The concept of a model is also important. We need to be able to incorporate true knowledge in an effective way. In addition, we need such data-adaptive tools for all parameters of the data-generating distribution, including parameters targeting causal effects of interventions on the system underlying the data-generating experiment. The latter typically represents our real interest: We are not only trying to sensibly observe, but also to learn how the world operates.

The tools we develop must be grounded in theory, such as an optimality theory, that shows certain methods are more optimal than others. For example, one can compare methods based on mean squared error with respect to the truth. It is not enough to have tools that use the data to fit the truth well. We also require an assessment of uncertainty, the very backbone of statistical learning. That is, we cannot give up on reliable assessment of uncertainty in our estimates.

The new generation of statisticians cannot be afraid to go against standard practice. Remaining open to, interested in, and a developer of newer, sounder methodology is perhaps the one key act statistics students can perform. We must all continue learning, questioning, and adapting as new statistical challenges are presented.

The science of learning from data (i.e., statistics) is arguably the most beautiful and inspiring field—one in which we try to understand the very essence of human beings. However, we should stop fooling ourselves and actually design and develop powerful machines and statistical tools that can carry out specific learning tasks.

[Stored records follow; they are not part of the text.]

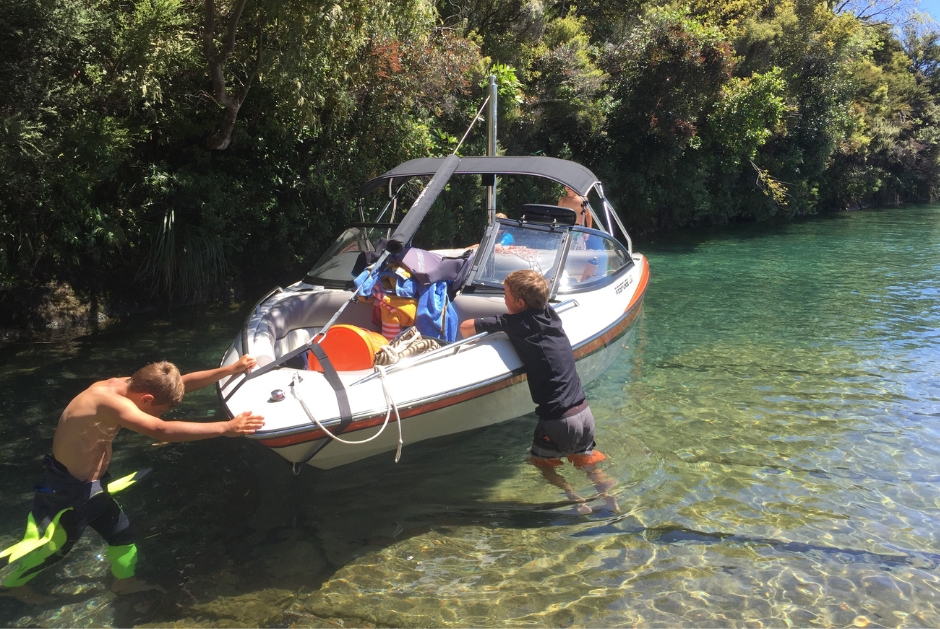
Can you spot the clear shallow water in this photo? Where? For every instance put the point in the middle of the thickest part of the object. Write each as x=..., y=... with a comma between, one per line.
x=773, y=429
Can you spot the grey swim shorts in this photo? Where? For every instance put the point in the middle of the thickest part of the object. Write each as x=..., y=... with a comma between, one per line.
x=555, y=438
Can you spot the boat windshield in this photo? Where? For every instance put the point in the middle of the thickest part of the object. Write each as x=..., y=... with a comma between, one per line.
x=334, y=269
x=592, y=256
x=519, y=246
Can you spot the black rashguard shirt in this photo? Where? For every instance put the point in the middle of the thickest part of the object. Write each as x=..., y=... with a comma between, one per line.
x=546, y=354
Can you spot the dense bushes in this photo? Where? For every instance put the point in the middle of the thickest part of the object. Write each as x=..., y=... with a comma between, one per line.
x=699, y=114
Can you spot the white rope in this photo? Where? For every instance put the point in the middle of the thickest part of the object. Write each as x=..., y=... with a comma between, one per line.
x=388, y=413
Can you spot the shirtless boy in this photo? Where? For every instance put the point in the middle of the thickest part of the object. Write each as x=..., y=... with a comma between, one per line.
x=74, y=490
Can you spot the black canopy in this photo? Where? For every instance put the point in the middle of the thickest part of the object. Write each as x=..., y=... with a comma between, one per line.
x=573, y=175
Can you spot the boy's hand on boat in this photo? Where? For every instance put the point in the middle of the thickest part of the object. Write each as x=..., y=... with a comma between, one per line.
x=245, y=363
x=244, y=424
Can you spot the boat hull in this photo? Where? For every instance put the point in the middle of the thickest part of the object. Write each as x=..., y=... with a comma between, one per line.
x=474, y=388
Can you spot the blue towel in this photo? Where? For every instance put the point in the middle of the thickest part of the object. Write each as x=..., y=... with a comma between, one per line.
x=436, y=317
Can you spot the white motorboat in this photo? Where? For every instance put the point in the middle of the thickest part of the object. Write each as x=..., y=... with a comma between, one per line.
x=331, y=417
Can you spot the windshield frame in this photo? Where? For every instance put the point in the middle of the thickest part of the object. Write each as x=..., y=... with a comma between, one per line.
x=475, y=283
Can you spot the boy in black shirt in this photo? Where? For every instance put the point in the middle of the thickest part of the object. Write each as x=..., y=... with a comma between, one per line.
x=566, y=424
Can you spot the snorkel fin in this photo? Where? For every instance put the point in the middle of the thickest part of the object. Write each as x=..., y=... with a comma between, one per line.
x=124, y=482
x=32, y=539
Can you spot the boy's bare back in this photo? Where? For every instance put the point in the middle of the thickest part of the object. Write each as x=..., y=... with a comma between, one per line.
x=88, y=425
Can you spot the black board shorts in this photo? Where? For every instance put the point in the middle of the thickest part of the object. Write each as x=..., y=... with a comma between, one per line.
x=556, y=438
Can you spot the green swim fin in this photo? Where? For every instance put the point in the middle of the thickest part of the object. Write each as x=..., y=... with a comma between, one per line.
x=32, y=539
x=124, y=482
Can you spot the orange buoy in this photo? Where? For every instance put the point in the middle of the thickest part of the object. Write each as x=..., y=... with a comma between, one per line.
x=349, y=348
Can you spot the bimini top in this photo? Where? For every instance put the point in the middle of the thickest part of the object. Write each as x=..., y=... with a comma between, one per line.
x=571, y=174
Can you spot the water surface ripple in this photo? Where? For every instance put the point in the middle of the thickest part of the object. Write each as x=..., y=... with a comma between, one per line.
x=772, y=427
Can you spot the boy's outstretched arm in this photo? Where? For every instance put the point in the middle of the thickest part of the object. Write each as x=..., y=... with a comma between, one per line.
x=200, y=379
x=132, y=418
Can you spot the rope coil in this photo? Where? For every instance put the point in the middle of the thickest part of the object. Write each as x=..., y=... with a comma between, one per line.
x=390, y=406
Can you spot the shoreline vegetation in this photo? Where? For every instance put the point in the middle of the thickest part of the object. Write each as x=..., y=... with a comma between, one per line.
x=155, y=153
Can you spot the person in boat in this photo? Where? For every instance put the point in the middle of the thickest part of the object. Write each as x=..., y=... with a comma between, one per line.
x=574, y=201
x=76, y=488
x=565, y=426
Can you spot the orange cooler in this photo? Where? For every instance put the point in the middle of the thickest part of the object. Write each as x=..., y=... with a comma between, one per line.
x=349, y=348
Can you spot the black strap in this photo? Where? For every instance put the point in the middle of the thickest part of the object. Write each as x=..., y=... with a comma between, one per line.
x=345, y=412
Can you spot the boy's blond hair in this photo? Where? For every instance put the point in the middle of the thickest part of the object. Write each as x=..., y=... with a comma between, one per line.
x=529, y=286
x=161, y=380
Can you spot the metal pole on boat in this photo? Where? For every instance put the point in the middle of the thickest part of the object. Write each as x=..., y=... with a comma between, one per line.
x=491, y=148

There is no better time to make a truly meaningful difference.

Galit Shmuelisaid:I completely agree that it is prime time for statisticians to step out of the “statistics bubble” that most of us have studied and operated in and evolve into the next level.

To develop effective methods and approaches for both scientific development and practical use, I have found that an excellent trick is collaborating with non-statisticians. I was quite surprised to see how my social scientist colleagues use statistical methods for building and testing theory – they use it mainly for testing causal hypotheses using mainly regression-type methods. Another example is how epidemiologists and environmental scientists use statistical inference to infer predictive power.

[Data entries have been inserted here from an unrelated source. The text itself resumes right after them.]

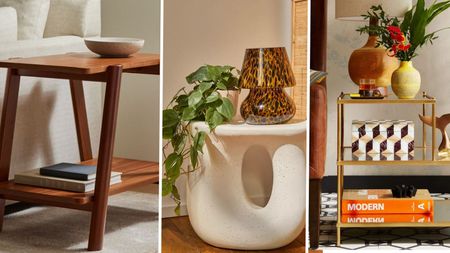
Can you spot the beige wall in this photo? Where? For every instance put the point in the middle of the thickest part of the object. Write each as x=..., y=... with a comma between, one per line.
x=432, y=63
x=138, y=124
x=197, y=32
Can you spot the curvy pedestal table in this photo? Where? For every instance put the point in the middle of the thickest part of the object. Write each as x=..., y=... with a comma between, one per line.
x=76, y=67
x=220, y=209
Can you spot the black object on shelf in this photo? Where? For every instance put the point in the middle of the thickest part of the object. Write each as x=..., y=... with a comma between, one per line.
x=404, y=191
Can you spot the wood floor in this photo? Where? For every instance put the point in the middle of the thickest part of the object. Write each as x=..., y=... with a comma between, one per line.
x=178, y=236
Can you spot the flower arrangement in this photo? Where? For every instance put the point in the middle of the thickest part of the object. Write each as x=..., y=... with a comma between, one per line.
x=403, y=39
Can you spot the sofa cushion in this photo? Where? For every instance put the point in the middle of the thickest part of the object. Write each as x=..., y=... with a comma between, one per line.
x=31, y=17
x=8, y=24
x=74, y=17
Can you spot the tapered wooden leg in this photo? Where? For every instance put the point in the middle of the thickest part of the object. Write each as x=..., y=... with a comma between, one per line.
x=98, y=218
x=7, y=129
x=81, y=121
x=314, y=212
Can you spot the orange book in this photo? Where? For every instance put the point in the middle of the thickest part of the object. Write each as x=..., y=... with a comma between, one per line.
x=381, y=201
x=388, y=218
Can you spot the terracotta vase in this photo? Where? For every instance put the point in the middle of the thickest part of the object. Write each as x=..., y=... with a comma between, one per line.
x=406, y=81
x=371, y=62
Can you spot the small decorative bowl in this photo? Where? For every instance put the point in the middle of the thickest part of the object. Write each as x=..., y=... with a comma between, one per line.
x=114, y=47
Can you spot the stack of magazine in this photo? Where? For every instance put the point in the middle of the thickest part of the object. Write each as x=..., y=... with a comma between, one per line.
x=64, y=176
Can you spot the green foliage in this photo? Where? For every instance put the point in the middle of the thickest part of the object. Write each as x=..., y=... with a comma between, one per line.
x=413, y=26
x=202, y=103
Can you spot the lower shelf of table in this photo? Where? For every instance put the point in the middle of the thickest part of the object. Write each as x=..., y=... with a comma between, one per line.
x=135, y=173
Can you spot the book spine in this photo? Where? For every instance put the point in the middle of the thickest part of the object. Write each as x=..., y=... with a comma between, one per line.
x=387, y=206
x=388, y=218
x=48, y=183
x=61, y=174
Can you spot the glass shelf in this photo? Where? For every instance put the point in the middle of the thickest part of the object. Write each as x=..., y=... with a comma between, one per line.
x=344, y=98
x=422, y=156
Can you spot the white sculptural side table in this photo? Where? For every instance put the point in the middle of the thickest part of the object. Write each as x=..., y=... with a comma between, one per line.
x=220, y=210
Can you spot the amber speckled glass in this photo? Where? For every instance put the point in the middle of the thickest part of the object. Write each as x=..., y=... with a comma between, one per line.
x=266, y=72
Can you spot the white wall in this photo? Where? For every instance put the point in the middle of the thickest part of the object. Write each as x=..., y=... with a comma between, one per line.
x=198, y=32
x=138, y=124
x=432, y=63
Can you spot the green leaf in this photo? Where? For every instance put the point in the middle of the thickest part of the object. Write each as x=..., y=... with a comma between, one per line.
x=175, y=193
x=170, y=118
x=166, y=187
x=194, y=98
x=212, y=97
x=172, y=166
x=221, y=86
x=168, y=132
x=182, y=100
x=200, y=141
x=205, y=86
x=193, y=152
x=226, y=109
x=199, y=75
x=179, y=142
x=188, y=114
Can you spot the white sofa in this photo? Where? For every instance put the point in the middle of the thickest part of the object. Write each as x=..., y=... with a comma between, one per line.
x=45, y=131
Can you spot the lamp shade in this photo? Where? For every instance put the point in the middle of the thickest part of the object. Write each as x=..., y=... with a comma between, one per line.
x=266, y=68
x=353, y=9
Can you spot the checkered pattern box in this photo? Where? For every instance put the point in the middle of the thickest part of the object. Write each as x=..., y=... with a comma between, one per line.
x=383, y=137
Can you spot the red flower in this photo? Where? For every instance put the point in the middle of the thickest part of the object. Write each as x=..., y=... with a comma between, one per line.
x=394, y=29
x=395, y=33
x=403, y=47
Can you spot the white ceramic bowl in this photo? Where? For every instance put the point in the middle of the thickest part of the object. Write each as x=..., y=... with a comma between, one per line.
x=114, y=47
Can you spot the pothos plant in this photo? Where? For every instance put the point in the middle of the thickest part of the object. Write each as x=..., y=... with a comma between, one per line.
x=202, y=102
x=402, y=39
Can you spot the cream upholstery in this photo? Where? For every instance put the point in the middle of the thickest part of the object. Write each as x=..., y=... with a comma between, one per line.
x=74, y=17
x=45, y=131
x=8, y=24
x=31, y=17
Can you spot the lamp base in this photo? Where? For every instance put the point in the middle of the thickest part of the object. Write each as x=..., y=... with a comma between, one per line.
x=267, y=106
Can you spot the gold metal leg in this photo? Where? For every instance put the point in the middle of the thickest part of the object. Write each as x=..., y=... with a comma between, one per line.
x=424, y=132
x=339, y=132
x=433, y=132
x=338, y=236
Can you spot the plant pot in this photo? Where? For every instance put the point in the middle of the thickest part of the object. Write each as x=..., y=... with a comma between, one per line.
x=372, y=62
x=224, y=195
x=406, y=81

Our role as “new generation statisticians” is therefore to step outside of our own community, stat departments, and stat research and look at how statistics is used by others in academia and in practice. We should then communicate clearly via non-statistics journals and conferences. This, of course, requires substantial learning of new writing standards and of a different culture, but it is the only way to actually make a difference.

I can attest from my own experience that collaborations with non-statistician colleagues in various disciplines has lead me to substantial insights about our field, about its current directions, and about new directions that are critical for scientific development. You can only see the “big picture” by taking a step back. For instance, one insight that I was lucky to discover is the deep misunderstanding about the difference between modeling for purposes of prediction, description, and causal explanation (see http://www.rhsmith.umd.edu/faculty/gshmueli/web/html/explain-predict.html). Another is that prediction is considered non-academic in many disciplines. It has taken a serious effort to pass on this message to the information systems community (publishing in their top journals, receiving “best paper” awards in conferences), but the impact is likely to be high.

In short, “next generation statisticians”, in my opinion, should strive to be more like Renaissance Homo Universalis.

Jeffrey Monroesaid:The article sums up nicely the challenges industry statisticians face. Restrictive models no longer sufficiently address the challenges of global businesses. Moore’s law described the trend in computing hardware, namely that the number of transistors that can be placed inexpensively on an integrated circuit has doubled approximately every two years. The trend in available data undoubtedly follows a similar, if not stronger growth path (http://www.information-management.com/infodirect/20050930/1038403-1.html). Even if technology begins to level out around 2020 (http://news.cnet.com/New-life-for-Moores-Law/2009-1006_3-5672485.html), the amount of data would continue to build on history.

As databases continue to grow, it is important for the statistician to be increasingly more involved in database development and design. The statistician should serve as a bridge between the I.T. professional and Business Manager. It is the statistician that is uniquely qualified to make sense of the ever-increasing data and organizing variables in the most efficient way is critical. A song that I think sums up the statisticians role follows (borrowed heavily from Ray Parker’s Ghostbuster lyrics):

A STATISTICIAN

If there’s some strange variable

in your database

Who ya gonna call?

A STATISTICIAN

If there’s some weird design

and it don’t look good

Who ya gonna call?

A STATISTICIAN

I ain’t afraid of no data

I ain’t afraid of no data

If you’re feeling bias

running through your head

Who can ya call?

A STATISTICIAN

This makes no sense

is what your boss said

Who ya gonna call?

A STATISTICIAN

I ain’t afraid of no data

I ain’t afraid of no data

Who ya gonna call?

A STATISTICIAN

If ya all alone

pick up the phone

and call

A STATISTICIAN

I ain’t afraid of no data

I here it likes randomness

I ain’t afraid of no data

Yeah Yeah Yeah Yeah

Who ya gonna call?

A STATISTICIAN

If you’ve had a dose of a

freaky model baby

Ya better call

A STATISTICIAN

Lemme tell ya something

Analyzin’ makes me feel good!

I ain’t afraid of no data

I ain’t afraid of no data

Don’t get caught alone no no

A STATISTICIAN

When data comes through your door

Unless you just want some more

I think you better call

A STATISTICIAN

Who ya gonna call?

A STATISTICIAN

Who ya gonna call?

A STATISTICIAN

I think you better call

A STATISTICIAN

Who ya gonna call?

A STATISTICIAN

I can’t hear you

Who ya gonna call?

A STATISTICIAN

Louder

A STATISTICIAN

Who ya gonna call?

A STATISTICIAN

Who can ya call?

A STATISTICIAN

Who ya gonna call?

A STATISTICIAN